Erst werden die Muskeln immer schwächer, es folgen schwere Behinderung und schließlich der Tod. Das ist der typische Verlauf der amyotrophen Lateralsklerose (ALS). Die Schädigung des ersten Motoneurons macht sich mit Spastiken und Hyperreflexie bemerkbar, die des zweiten mit Faszikulationen, Muskelschwäche und -atrophie, schreibt das Autorenteam um PD Dr. Agustina Lascano von den Universitätskliniken in Genf.
Meistens sind die distalen Muskeln und Extensoren schwerer und früher betroffen als proximale Muskeln und Flexoren. Die motorische Dysfunktion steht zwar im Vordergrund, die Hälfte der Betroffenen entwickelt aber im Verlauf auch kognitive Beeinträchtigungen. Bei 13 % kommt es zur frontotemporalen Demenz. Die Diagnose ALS wird auf Grundlage der neurologischen Störungen des ersten und zweiten Motoneurons nach Ausschluss anderer möglicher Ursachen gestellt. Die meisten Fälle treten sporadisch auf, etwa 10 % sind erblich bedingt.

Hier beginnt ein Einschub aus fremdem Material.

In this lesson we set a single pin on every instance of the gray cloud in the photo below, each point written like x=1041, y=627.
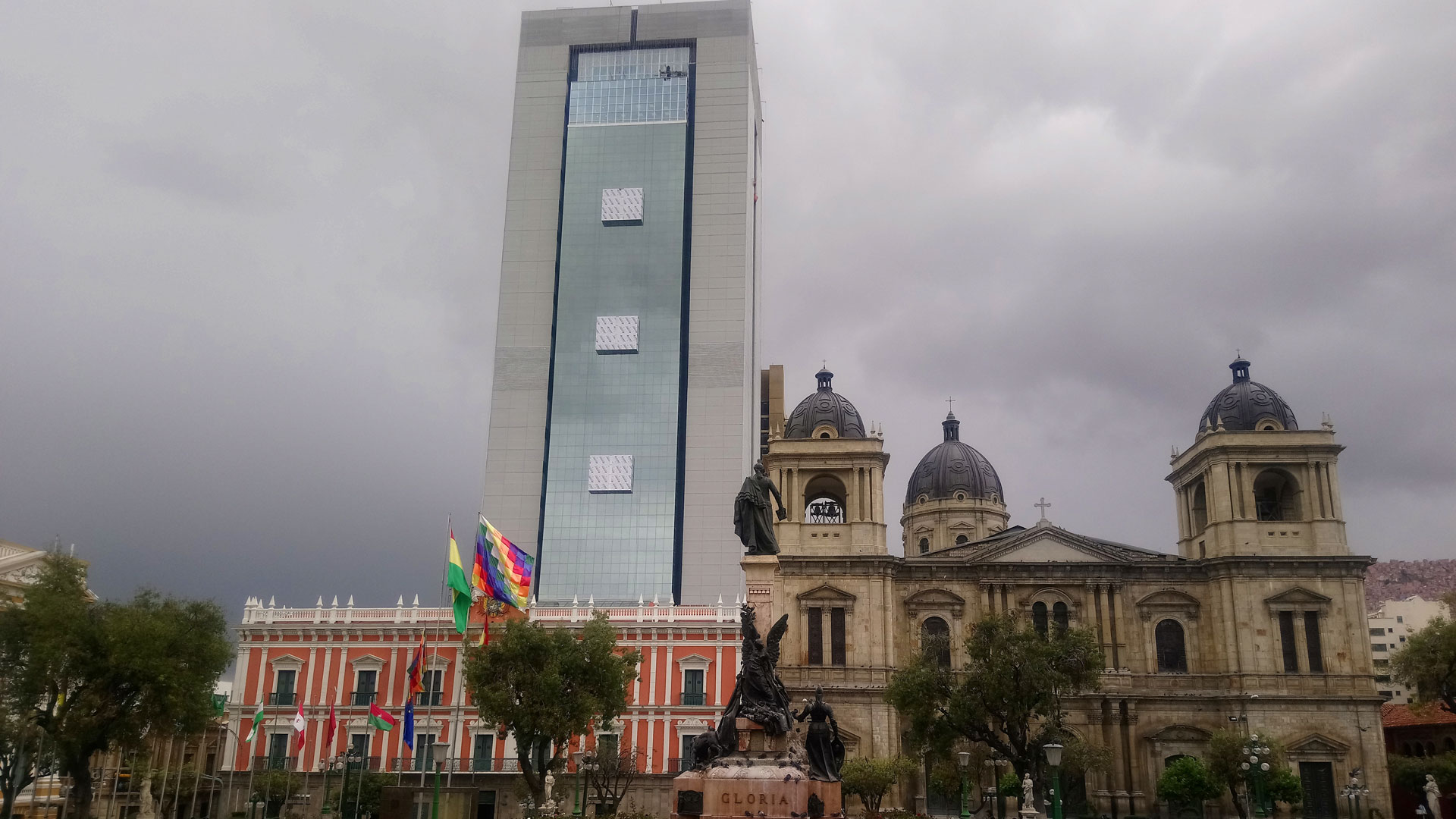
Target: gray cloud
x=248, y=262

Der ALS liegen ein veränderter Glutamatstoffwechsel, mitochondriale Dysfunktion, Neuroinflammation und Anomalien der Zytoskelettproteine zugrunde. Das klinische Bild ist sehr heterogen, was es schwierig macht, die Wirksamkeit der verschiedenen Therapieansätze zu beurteilen.
Mit Riluzol und Edaravon sind von der FDA zwei Wirkstoffe zugelassen, die auf unspezifische pathophysiologische Faktoren abzielen. Riluzol blockiert die Freisetzung von Glutamat aus den Motoneuronen und verlangsamt das Fortschreiten der Muskelschwäche. Edaravon ist ein Radikalfänger, der den oxidativen Stress und das Absterben der Motoneuronen hemmen soll. Beide Substanzen können das Fortschreiten der Erkrankung aber kaum aufhalten.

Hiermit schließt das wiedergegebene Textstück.